Et c'est là, écrit noir sur blanc, que nous avons vu ce chiffre à faire tourner les têtes: 1,83 milliard de dollars. Payés comptant en deux versements, s'il vous plaît!

Et qu'est-ce que Target obtient en échange de cette somme? Même pas les 220 magasins Zellers à proprement parler. Juste les baux de cette vieille chaîne canadienne qui dépérit, faute de savoir se mesurer à Walmart la redoutable.

Zellers offre à Target un raccourci formidable. Une occasion de s'établir au Canada ad mari usque ad mare. Sans avoir à dénicher de bons emplacements. Sans avoir à négocier des baux, à des loyers plus élevés que ceux que Zellers a fixés à long terme, souvent à prix d'aubaine.

La deuxième chaîne à escompte des États-Unis est sous pression, alors que le consommateur américain, essoufflé, cherche à rembourser ses dettes et à épargner. Quoi de mieux que ces gentils Canadiens qui se servent maintenant de leurs cartes de crédit comme les Américains d'avant 2008?

Il n'empêche que c'est un expédient fort cher payé.

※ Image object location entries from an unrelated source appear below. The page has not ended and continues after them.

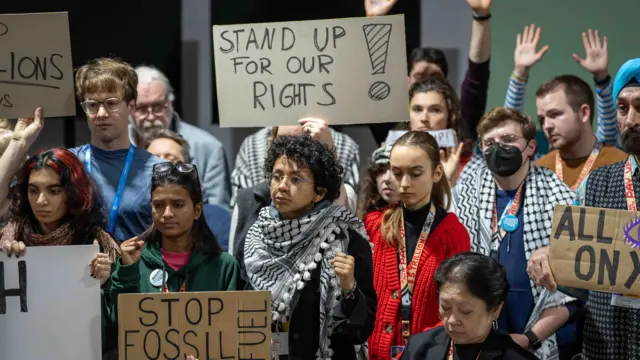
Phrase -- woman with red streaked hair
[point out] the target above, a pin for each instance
(54, 202)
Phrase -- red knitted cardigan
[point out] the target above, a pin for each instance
(447, 239)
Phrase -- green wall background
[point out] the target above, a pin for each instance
(562, 23)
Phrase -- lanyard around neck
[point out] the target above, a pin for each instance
(115, 207)
(586, 169)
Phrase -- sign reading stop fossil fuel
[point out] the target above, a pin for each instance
(345, 71)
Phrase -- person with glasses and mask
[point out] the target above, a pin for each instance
(106, 89)
(507, 204)
(154, 110)
(178, 253)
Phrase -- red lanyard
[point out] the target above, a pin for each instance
(511, 209)
(408, 271)
(586, 169)
(629, 192)
(183, 287)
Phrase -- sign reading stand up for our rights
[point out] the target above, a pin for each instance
(341, 70)
(35, 65)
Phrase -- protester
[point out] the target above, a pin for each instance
(311, 254)
(170, 146)
(56, 203)
(376, 188)
(248, 169)
(506, 203)
(610, 330)
(106, 89)
(154, 109)
(415, 236)
(596, 62)
(472, 290)
(13, 150)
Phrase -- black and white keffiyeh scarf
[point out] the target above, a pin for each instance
(280, 255)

Même pour une entreprise avec un chiffre d'affaires de 65,4 milliards US. Cela équivaut aux trois quarts des profits de 2,5 milliards US enregistrés en 2009.

C'est Richard Baker qui se frotte les mains. On ne sait pas si ce gestionnaire de centres commerciaux reconverti en détaillant est un bon commerçant. Il est encore tôt pour porter un jugement sur la relance de La Baie, orchestrée par Bonnie Brooks. Surtout en l'absence de résultats financiers.

Mais cet Américain est à l'évidence un sacré bon négociateur. Il a reçu plus pour les baux de Zellers que la valeur attribuée à sa société mère, la Compagnie de la Baie d'Hudson (HBC), en 2006, au moment où il en a pris le contrôle (en rachetant les 80% de l'entreprise qu'il ne détenait pas déjà). Richard Baker a déjà raconté avoir payé «légèrement plus» que le prix payé par son prédécesseur, le défunt Jerry Zucker, qui avait allongé 1,1 milliard pour HBC en 2005.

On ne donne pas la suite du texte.